La queja fue puesta el pasado 5 de octubre por el abogado Gerario Melecio Escorcia, apoderado legal del ciudadano estadounidense Kenneth McKaye, quien asegura ser afectado en forma reiterada por Gutiérrez por favorecer a otro ciudadano estadounidense, Jefrey Kirk McCrary, con quien ha tenido disputas por propiedades en el valle de la laguna en Catarina.
Los denunciantes aseguran que no han tenido acceso a los expedientes.
Desde hace dos semanas intentamos hablar con Gutiérrez, pero inicialmente en el juzgado dijeron que no atendía a medios de comunicación, aún así, se insistió previo a esta publicación, pero no contestó.
Identificó que en lo que debería ser la propiedad de McKaye, se corrieron los mojones tres metros entre el nuevo cerco y el camino público ubicado al oeste.
[/doap_box]
Según la queja, Gutiérrez entró a la propiedad “de manera violenta y clandestina” en compañía de oficiales de la Policía Nacional, el señor McCrary y su abogado Horacio Pérez Muñoz.
Ahí cortaron el cerco de alambre de púas que da a una calle al oeste del terreno, fijando los nuevos mojones tres metros del límite original. Hijos de Mckaye que se encontraban en el sitio insistieron en la ilegalidad de tales acciones, pero ni siquiera recibieron notificación de lo ocurrido. El evento fue grabado en vídeo y es parte de las evidencias presentadas a la CSJ.

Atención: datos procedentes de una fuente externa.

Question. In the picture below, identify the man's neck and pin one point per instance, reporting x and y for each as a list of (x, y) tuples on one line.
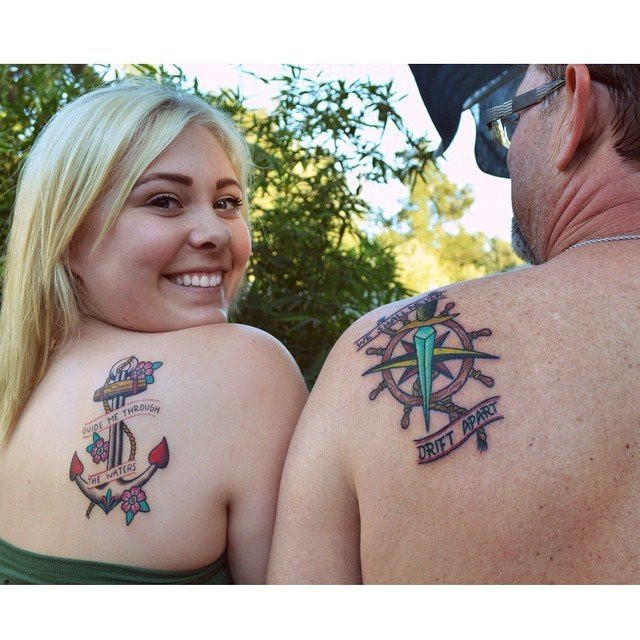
[(596, 204)]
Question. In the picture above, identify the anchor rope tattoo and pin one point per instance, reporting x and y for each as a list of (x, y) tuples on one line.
[(120, 482), (428, 355)]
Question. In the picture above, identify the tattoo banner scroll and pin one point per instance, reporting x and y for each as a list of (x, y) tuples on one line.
[(445, 440)]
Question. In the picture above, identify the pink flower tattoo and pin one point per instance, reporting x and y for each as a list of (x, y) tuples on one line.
[(131, 499)]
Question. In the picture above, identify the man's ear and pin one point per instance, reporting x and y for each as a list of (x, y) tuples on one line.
[(575, 126)]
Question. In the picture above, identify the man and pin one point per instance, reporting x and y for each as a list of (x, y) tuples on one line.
[(489, 432)]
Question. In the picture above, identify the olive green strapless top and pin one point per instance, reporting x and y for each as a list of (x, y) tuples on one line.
[(18, 566)]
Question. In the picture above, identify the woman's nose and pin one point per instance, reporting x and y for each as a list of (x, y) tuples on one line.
[(209, 231)]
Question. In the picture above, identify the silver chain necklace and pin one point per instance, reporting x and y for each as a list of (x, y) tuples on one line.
[(629, 236)]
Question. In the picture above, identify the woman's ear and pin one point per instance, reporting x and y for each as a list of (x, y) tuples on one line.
[(576, 126)]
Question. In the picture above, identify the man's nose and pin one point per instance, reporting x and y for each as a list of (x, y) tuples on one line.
[(209, 230)]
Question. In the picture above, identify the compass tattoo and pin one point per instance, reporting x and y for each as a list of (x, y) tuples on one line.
[(426, 358), (114, 481)]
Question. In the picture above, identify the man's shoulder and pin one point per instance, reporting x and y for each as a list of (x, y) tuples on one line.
[(459, 302)]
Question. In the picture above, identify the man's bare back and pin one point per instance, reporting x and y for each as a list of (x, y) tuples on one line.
[(547, 494)]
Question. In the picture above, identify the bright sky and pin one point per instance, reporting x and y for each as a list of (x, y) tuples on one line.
[(491, 211)]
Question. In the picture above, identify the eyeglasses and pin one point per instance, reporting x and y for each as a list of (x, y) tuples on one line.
[(502, 120)]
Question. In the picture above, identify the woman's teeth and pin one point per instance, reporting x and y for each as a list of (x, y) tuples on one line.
[(189, 280)]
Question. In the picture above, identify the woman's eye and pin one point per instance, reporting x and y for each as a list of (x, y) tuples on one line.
[(230, 203), (164, 201)]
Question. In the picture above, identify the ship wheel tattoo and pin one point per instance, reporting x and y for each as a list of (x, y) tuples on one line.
[(428, 358), (113, 480)]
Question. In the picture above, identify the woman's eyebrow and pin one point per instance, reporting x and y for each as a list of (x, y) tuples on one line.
[(225, 182), (183, 179), (172, 177)]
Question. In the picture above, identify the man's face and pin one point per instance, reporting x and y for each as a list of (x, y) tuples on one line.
[(530, 171)]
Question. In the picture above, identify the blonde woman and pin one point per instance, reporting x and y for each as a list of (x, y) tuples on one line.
[(143, 435)]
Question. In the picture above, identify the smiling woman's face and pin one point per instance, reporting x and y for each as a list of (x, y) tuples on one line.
[(177, 252)]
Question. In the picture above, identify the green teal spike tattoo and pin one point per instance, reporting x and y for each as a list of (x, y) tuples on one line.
[(423, 341), (426, 358), (112, 480)]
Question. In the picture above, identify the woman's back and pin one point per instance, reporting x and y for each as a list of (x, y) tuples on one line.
[(175, 461)]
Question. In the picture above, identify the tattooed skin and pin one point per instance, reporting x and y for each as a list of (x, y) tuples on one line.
[(425, 358), (112, 480)]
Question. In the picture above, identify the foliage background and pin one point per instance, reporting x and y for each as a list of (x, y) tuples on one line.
[(317, 265)]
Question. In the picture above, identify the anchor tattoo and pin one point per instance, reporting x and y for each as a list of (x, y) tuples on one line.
[(120, 482)]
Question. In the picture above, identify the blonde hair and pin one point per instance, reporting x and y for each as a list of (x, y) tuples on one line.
[(97, 145)]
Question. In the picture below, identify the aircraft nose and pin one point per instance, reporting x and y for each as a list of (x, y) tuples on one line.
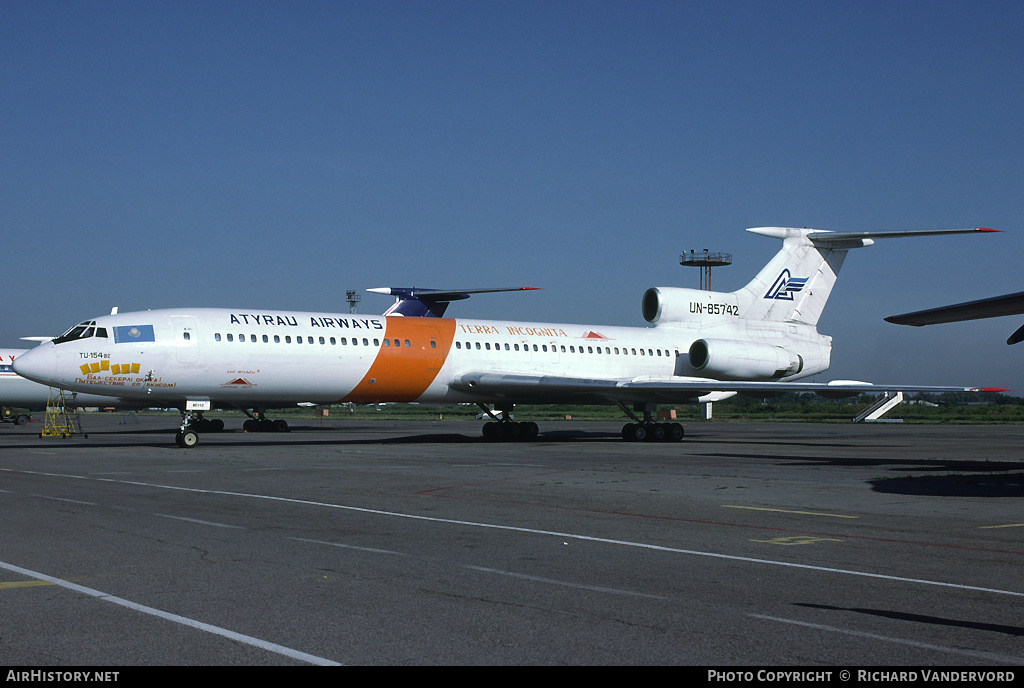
[(38, 364)]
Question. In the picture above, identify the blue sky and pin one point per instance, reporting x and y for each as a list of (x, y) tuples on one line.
[(274, 155)]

También señalan la ilegalidad de dos embargos preventivos sobre dos propiedades del demandante, uno realizado el 15 de octubre del 2010 por el valor de 12,500 dólares que supuestamente McKaye debía a McCrary.
El otro fue el 4 de noviembre del mismo año por 550,000 córdobas.
TIERRA COMÚN
La historia nace por las discrepancias entre estos dos estadounidenses, ambos biólogos, que tenían una propiedad en común a orillas de la laguna de Apoyo.

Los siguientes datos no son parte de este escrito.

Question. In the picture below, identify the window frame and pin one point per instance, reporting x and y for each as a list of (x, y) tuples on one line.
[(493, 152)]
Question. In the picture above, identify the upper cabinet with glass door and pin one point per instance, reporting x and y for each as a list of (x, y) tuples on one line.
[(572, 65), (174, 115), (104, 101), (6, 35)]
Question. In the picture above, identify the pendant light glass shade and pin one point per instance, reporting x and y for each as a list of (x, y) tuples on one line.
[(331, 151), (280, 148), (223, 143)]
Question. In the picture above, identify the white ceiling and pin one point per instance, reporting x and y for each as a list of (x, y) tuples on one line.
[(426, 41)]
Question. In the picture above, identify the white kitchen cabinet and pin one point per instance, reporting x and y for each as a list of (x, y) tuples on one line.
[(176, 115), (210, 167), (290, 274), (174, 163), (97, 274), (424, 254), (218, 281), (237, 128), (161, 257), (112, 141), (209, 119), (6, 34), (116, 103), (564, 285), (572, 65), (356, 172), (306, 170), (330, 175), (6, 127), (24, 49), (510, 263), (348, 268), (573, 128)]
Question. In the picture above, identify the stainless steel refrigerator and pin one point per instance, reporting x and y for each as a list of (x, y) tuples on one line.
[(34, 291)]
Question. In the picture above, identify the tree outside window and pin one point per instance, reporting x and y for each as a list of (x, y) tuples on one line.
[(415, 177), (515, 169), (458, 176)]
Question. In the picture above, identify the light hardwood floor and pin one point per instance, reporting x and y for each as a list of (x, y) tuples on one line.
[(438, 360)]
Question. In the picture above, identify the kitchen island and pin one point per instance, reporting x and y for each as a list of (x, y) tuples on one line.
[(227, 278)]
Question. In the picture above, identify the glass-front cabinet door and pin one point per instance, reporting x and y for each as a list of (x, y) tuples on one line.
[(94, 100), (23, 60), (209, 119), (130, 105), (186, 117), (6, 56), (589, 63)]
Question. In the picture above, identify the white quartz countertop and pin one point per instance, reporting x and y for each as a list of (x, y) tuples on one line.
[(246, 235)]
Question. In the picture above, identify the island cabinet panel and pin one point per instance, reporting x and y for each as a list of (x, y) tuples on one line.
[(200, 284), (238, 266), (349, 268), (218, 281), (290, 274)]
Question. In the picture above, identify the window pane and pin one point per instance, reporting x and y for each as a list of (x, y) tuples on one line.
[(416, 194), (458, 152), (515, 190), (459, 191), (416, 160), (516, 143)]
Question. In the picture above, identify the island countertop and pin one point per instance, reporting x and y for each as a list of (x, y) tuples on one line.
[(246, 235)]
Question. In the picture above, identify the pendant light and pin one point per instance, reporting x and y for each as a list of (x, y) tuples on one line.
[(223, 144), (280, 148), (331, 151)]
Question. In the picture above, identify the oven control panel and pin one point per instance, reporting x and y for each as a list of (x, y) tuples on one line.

Al dividirla acordaron partes similares y la mitad del valor de la vivienda, que quedó en propiedad de Mckaye (12,500 dólares), sería entregado a McCrary. El dinero nunca fue entregado, según la defensa de McKaye, pues fue deducido de los costos de uno de los juicios que ganaron a favor de su cliente. La propiedad limitaba con dos caminos públicos.
Cerca del sitio, McCrary compró una pequeña propiedad quedando un camino en medio entre sus tierras y las de McKaye. Después se cercó al camino que limita con el de McKaye, que promueve con la juez Gutiérrez el movimiento de los mojones.
El camino de por medio lo certifica la Alcaldía de Catarina mediante una constancia del 21 de noviembre del 2008 que señala su existencia en el levatamiento catastral de ese año y su registro por el Instituto Nacional Geofráfico desde 1974. McCrary rechazó todos los señalamientos y aseguró que sus abogados brindarían toda la información y documentos que rebatirían los argumentos planteados por el representante de McKaye, sin embargo sus abogados no atendieron a LA PRENSA.